It’s like talking to a wall.

January 27, 2010

Okay, fine, it is talking to a wall. I had my first dialogue with one. An inner wall. I think our talk went surprisingly well. My wall was about as unyielding and imposing as you’d expect. And still, I think we somehow managed to come out of our chat on the same side. My side.

I was feeling epically stuck last week, paralyzed with indecision. I’m wanting to take the next steps in the creation and biggification of my business. But- But- But. It felt like I was standing with my nose two inches from a very high, very concrete wall. I kept thinking and saying: I’m just so blocked.

And also: It’s like there’s a wall. After referring to this wall for the hundredth time, it finally dawned on me to actually respect its visceral wall-ish-ness. And so I tried to have a conversation with it.

Tête-à-wall.

Me: Okay Wall, I think you must be doing your job. Well, at least you’re blocking my view. Which is one of the things walls do. But you tell me, what exactly are you trying to do?

Wall: I’m trying to keep you from getting too excited.

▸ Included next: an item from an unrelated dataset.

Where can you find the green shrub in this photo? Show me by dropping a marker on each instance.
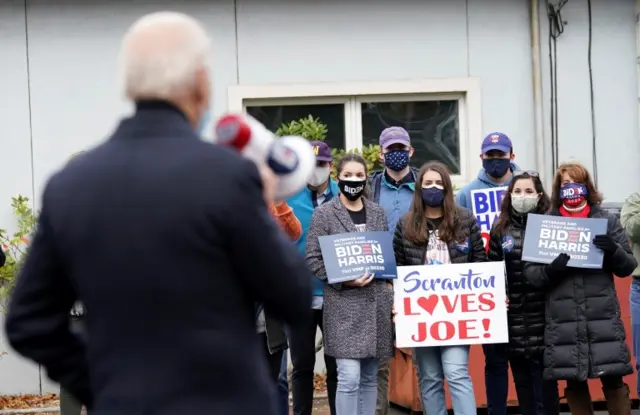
(15, 246)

Me: Hmmm. Okay. Why don’t you want me to be excited?

Wall: I don’t think you’re ready.

Me: Well I want to be ready. Even though I have no idea what you’re talking about. I’m curious, is there anything I could do to be getting ready? I can’t tell, because you’re blocking my view.

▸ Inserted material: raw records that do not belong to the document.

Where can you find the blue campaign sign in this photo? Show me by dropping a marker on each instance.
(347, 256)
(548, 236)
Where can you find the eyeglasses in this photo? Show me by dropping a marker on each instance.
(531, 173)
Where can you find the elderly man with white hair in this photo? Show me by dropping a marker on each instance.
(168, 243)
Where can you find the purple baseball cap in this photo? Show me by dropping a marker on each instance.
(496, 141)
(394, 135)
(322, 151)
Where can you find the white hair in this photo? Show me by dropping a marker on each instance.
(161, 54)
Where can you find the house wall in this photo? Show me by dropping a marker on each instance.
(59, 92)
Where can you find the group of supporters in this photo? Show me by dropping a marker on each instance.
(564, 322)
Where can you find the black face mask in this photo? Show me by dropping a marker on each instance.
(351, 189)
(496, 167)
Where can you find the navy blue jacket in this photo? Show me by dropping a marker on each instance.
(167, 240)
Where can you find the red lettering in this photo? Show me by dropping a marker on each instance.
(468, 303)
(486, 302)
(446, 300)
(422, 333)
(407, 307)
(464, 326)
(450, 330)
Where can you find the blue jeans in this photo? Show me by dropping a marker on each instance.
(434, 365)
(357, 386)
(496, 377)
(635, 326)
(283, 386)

Wall: You don’t have the right idea yet. You can’t create or grow anything until you hit the right idea.

Me: So you’re trying to help me from acting on the wrong idea? But I can’t come up with any new ones because you’re in my way. What do you think about letting me see some ideas without acting?

Wall: The idea needs to be big and different. Which means you’ll get way too excited. And act.

Me: So you won’t let me act because I don’t have the right idea, but you won’t let me see any big, fresh ideas because you’re afraid I’ll get carried away and take action. Well that’s perfectly illogical of you. And it means I’ll never get anywhere. And I’m not cool with that. Can we compromise?

It sounds like you don’t want me to get swept away. So how about you let me into the idea garden, and I promise to spend lots of time with all of the ideas. I won’t run off with any of them. And I’ll get feedback from really smart people that we both like before I do anything. Then will you let me see?

Wall: Do you want to use the secret passage?

Um, yeah.

Yeah, I do want to use the secret passage, thank you very much. My wall is kinda cool like that. I’m not sure why this works, but I think it’s about operating under the assumption that my wall was doing its job. Believing that my wall had a purpose. Instead of just kicking it and hurting myself.

And I’m noticing that I feel unusually compelled to follow through on my end of our agreement: To spend time playing with the ideas that come, and to only share them with the right people.

And even though it sounds almost too good to be true, I’m catching fresh glimpses of ideas. I can see again. It feels a little like I’ve reconnected with the right hemisphere of my brain. Phew!